Photo and salt print from glass negative by Quinn Jacobson

About John

With an interest in more than mere duplication of a scene, I primarily use an 8x10 camera, and occasionally a medium format Hasselblad, to reinterpret according to my vision.

I especially enjoy photographing with long exposures. Allowing low light to transform a scene over multiple hours allows for images that are an extension of time and space that we don't experience.

In recent years, I have developed an affinity for lith printing. This printing process involves greatly overexposing silver gelatin paper and developing the print in a dilute lith developer. The prints have an appearance noticeably different from a traditional silver print. In general, the mid to light tones can be very soft and warm while the dark tones are colder and gritty.

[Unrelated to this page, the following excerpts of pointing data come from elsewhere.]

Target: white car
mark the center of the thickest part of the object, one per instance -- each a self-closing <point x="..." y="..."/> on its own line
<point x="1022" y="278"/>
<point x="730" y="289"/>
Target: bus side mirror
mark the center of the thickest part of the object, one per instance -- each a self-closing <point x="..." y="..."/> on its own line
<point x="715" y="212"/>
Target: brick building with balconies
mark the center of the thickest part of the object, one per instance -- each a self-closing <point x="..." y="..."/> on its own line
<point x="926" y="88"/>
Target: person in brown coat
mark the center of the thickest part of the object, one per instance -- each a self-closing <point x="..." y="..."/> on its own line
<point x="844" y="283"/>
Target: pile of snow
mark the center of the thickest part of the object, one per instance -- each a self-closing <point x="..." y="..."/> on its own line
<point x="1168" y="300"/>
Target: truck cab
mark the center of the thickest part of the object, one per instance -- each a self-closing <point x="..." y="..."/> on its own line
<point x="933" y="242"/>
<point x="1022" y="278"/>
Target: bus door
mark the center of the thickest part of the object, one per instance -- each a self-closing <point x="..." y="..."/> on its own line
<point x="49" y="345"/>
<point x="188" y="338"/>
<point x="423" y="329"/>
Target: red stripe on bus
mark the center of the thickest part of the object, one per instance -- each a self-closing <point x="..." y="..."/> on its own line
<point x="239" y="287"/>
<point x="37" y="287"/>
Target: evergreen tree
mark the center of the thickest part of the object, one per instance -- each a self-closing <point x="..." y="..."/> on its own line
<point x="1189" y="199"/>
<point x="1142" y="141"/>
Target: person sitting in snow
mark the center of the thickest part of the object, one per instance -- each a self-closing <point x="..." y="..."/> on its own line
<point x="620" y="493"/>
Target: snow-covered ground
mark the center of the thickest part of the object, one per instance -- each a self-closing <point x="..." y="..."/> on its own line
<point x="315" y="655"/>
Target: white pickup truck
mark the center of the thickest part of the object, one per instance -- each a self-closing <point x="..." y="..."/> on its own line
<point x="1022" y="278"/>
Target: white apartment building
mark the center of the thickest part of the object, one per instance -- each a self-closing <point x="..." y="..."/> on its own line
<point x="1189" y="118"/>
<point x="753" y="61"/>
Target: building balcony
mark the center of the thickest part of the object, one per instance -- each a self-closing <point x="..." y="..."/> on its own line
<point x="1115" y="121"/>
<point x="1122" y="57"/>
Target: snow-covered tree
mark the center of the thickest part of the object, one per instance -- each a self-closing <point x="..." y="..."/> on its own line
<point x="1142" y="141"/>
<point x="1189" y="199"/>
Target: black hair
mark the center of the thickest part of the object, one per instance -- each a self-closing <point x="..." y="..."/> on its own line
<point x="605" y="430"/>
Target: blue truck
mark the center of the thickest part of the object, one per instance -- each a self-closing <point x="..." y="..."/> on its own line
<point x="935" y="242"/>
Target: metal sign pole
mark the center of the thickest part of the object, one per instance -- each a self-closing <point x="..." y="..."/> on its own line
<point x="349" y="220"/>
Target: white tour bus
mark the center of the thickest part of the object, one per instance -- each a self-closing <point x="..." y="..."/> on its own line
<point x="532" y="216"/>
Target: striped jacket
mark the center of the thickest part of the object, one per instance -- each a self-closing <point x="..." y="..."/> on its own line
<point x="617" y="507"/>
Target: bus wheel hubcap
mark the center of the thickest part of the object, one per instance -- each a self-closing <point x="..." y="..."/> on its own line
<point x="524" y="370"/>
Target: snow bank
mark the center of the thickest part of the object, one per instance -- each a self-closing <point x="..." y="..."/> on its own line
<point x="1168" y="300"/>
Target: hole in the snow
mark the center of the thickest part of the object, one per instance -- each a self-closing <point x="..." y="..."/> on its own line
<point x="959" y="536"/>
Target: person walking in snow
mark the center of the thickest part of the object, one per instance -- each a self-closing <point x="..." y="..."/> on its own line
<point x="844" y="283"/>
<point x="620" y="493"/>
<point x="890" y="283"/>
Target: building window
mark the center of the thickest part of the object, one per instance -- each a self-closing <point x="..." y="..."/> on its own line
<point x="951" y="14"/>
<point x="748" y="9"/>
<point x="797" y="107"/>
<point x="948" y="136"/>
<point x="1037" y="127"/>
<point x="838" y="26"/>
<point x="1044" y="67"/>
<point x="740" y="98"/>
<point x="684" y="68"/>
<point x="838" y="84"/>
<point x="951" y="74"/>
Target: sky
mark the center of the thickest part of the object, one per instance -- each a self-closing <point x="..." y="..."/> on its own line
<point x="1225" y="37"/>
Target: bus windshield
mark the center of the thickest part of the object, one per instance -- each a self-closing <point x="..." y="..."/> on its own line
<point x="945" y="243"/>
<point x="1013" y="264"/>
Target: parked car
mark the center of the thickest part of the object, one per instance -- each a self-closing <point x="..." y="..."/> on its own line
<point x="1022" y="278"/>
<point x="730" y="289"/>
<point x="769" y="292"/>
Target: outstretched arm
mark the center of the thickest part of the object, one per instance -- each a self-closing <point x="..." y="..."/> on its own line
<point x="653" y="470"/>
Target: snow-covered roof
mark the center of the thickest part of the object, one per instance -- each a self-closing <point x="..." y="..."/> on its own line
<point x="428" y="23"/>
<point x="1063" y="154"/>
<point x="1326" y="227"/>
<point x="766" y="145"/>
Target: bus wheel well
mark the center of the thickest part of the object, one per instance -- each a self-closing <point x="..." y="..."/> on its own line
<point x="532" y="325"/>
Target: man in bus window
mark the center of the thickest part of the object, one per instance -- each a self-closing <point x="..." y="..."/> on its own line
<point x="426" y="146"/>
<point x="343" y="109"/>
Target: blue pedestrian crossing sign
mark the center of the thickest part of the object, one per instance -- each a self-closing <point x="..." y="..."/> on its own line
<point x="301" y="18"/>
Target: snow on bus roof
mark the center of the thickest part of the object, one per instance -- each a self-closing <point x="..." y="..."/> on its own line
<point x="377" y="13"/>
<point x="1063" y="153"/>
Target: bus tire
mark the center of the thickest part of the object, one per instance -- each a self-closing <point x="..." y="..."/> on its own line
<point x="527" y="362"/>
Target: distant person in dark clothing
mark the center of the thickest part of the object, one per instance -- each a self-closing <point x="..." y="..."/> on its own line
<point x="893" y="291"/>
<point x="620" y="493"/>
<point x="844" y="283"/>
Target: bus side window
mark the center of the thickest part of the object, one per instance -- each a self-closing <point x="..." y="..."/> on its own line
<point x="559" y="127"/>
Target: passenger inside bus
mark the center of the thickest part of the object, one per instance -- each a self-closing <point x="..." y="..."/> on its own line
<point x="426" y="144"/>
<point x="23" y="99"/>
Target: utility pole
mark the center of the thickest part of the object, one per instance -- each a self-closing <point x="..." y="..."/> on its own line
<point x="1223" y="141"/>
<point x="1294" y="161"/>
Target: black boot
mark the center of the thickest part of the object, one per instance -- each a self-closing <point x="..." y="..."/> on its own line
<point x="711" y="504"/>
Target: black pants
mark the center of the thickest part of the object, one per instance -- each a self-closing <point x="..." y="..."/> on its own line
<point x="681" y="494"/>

As stated by Tim Rudman (Photographer/Printer and authority on all things lith), the process follows two basic rules:

First, highlights are controlled by exposure, shadows are controlled by development.

Second, color, texture and contrast are related to grain size in the emulsion - which is related to development.

The process is extremely versatile and allows for unlimited creative expression.

Unfortunately, many of the great lith papers are no longer made. In my experience, Kodak's Ektalure produces the finest lith prints and I have diligently acquired as much as I can get my hands on. The look and surface of this paper are unmatched. I have also found well expired papers work extremely well. I have printed on paper that expired in the early 1950’s with great results.

For archival and aesthetic purposes, I tone all of my prints in selenium, selenium and sepia, or gold toner.